The Coke place in Lenexa (suburb of Kansas City) got me into a door right away and unloaded pretty quickly… I was so tired I was in the bunk the minute my truck was situated and didn’t even feel them unloading the plastic bottles and only awoke with them pounding on my door to give up the paperwork.
Another preplan arrives and I’m ordered across the river to Kansas City, Missouri to pick up a load heading to Cleburne, Texas, just south of Fort Worth. The load picks up that afternoon, giving me just enough time to fit in a legal break but has to deliver 0800 the following morning.
By now my biological clock is all jacked up and despite my lack of sleep I can’t nod off for a few hours, ensuring I’m tired when I have to go grab my next load. I regularly curse few things in my life, but I make an exception for the rule makers at the DOT.
Semi-functional, I drive about thirty miles to pick up my load at a dilapidated industrial site on the east side of KC. They have a super rush-rush order for a certain type of plastic bottle used by a chemical company in Texas that just has to be there tomorrow morning. I was about to suggest using FedEx, but thought better of it.
This is one of those cases where they are literally taking the product off of the production line, boxing and shrink wrapping them, then taking the result and loading the trailer one pallet at a time. About eight minutes per pallet, eighteen pallets. Whatever the hell that comes out to.
I’m required to use one of my load locks to make sure these shrink wrapped pallets of empty plastic bottles don’t move around in the trailer and injure someone. Whatever.
I scoot before the afternoon traffic gets into full nastiness, heading south along highway 71. Stopped once for some food and a nap. Drove some more. Made it to Muskogee, Oklahoma.

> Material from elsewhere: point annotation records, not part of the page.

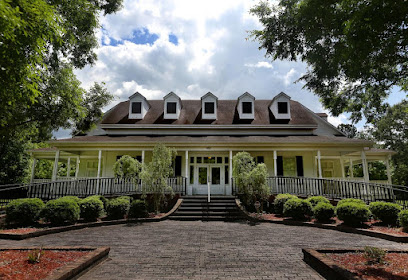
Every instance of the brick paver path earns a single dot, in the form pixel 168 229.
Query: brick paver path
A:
pixel 204 250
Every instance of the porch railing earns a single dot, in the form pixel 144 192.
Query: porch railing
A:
pixel 337 189
pixel 82 188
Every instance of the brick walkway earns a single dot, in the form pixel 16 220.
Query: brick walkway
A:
pixel 204 250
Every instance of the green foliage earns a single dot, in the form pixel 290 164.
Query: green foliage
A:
pixel 374 255
pixel 352 213
pixel 297 208
pixel 250 178
pixel 355 57
pixel 60 211
pixel 323 212
pixel 24 211
pixel 385 211
pixel 280 200
pixel 314 200
pixel 138 209
pixel 155 175
pixel 127 167
pixel 403 219
pixel 117 208
pixel 91 208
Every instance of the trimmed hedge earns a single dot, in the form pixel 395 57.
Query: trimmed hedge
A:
pixel 297 208
pixel 60 211
pixel 117 208
pixel 314 200
pixel 24 211
pixel 280 200
pixel 403 219
pixel 138 209
pixel 385 211
pixel 323 211
pixel 353 213
pixel 91 208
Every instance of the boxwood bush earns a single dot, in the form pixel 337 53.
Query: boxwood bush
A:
pixel 403 219
pixel 91 208
pixel 385 211
pixel 138 209
pixel 314 200
pixel 353 213
pixel 24 211
pixel 117 208
pixel 323 211
pixel 297 208
pixel 60 211
pixel 280 200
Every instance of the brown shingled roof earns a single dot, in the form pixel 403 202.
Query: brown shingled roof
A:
pixel 191 114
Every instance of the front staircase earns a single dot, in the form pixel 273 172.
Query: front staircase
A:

Fueled the truck and napped again.
Drove south long into the night, taking a break every few hours. I had to make it to the far side of Fort Worth before the morning rush hour or I would be screwed, and the DOT regs basically required me to stop droving by 0300 so the amount of rest I got was limited by regulations, as happens so often in this industry.
Drove some more, got to and through Dallas and eventually made it to Cleborne at my consignee around 0300. Parked the rig in a safe spot and crashed in my bunk, utterly exhausted.